In previous results that I shared for the insert benchmark it was obvious that MyRocks throughput is steady when the workload transitions from in-memory to IO-bound. The reason is that non-unique secondary index maintenance is read-free for MyRocks so there are no stalls for storage reads of secondary index pages. Even with the change buffer, InnoDB eventually is slowed by storage reads and by page writeback.
It was less obvious that MyRocks has more variance on both the in-memory and IO-bound insert benchmark tests. I try to be fair when explaining storage engine performance so I provide a few more details here and results for InnoDB in MySQL 5.7.10 & 5.6.26 along with MyRocks from our fork of MySQL 5.6. The binlog was enabled for all tests, fsync-on-commit was disabled and 16 clients inserted 500m or 2b rows into 16 tables in PK order. Each table has 3 secondary indexes. For MyRocks I made one configuration change from the earlier result. I changed level0_slowdown_writes_trigger from 10 to 20 to reduce compaction stalls. This has a potential bad side effect of making queries slower, but this test was insert-only.

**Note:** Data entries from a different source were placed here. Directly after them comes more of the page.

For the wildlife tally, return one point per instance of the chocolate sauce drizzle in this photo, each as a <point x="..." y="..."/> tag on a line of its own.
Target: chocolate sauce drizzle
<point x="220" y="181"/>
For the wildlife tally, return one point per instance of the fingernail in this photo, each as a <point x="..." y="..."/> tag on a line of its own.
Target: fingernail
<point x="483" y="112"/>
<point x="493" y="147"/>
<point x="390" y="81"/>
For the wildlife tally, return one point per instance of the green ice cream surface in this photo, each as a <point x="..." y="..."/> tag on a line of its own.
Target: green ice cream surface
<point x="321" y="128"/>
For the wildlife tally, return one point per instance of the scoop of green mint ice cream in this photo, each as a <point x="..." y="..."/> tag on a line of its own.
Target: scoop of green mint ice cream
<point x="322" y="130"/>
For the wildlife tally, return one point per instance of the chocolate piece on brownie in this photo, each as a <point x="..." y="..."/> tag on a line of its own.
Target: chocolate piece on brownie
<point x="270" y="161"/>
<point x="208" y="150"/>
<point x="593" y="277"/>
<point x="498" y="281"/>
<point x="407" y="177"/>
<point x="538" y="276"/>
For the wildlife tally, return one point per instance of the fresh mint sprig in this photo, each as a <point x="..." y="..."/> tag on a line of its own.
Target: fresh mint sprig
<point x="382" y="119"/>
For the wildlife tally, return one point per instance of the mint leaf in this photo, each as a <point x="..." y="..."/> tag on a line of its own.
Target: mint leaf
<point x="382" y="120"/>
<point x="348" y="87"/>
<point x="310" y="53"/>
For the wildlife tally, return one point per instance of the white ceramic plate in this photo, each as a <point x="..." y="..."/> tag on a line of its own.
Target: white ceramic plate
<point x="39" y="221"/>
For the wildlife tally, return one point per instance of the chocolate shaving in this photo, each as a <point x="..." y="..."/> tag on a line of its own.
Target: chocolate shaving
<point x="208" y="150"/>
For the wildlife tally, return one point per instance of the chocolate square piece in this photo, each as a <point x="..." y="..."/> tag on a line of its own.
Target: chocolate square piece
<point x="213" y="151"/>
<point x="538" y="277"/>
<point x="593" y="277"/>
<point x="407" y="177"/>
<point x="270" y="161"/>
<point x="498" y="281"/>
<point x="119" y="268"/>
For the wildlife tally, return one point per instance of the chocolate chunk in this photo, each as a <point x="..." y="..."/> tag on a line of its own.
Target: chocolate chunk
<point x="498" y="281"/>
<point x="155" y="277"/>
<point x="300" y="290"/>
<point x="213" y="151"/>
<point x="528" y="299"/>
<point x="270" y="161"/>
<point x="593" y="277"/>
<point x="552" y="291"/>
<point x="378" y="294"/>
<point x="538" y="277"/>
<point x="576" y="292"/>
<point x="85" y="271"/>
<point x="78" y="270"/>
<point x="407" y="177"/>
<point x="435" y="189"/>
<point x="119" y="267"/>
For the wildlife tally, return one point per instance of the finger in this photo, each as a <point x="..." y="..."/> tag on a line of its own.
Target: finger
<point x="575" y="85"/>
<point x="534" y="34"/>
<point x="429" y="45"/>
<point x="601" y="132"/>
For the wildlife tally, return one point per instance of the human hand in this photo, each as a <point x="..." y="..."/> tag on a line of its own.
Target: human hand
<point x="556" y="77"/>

For both graphs the y-axis is the average insert rate per 5-second interval and the x-axis is the interval number. I used mstat to collect the data.
The goal is to match InnoDB in MySQL 5.7 in quality of service while providing much better throughput. We have some work to do. On the bright side, this is an opportunity for someone to make RocksDB better.
In-memory
The first graph is for the in-memory workload where all data is cached by the storage engine, nothing is read from storage, but many storage writes are done to persist the changes. InnoDB with MySQL 5.7 is much faster than with 5.6. It also has the least variance. MyRocks has the most variance and that is largely from compaction stalls when there are too many files in level 0 of the LSM tree.
IO-bound
The second graph is for the IO-bound workload. The graph ends first for MyRocks because it sustains the highest average insert rate. But it also has a thick line because of variance. InnoDB from MySQL 5.6 also has a lot of variance.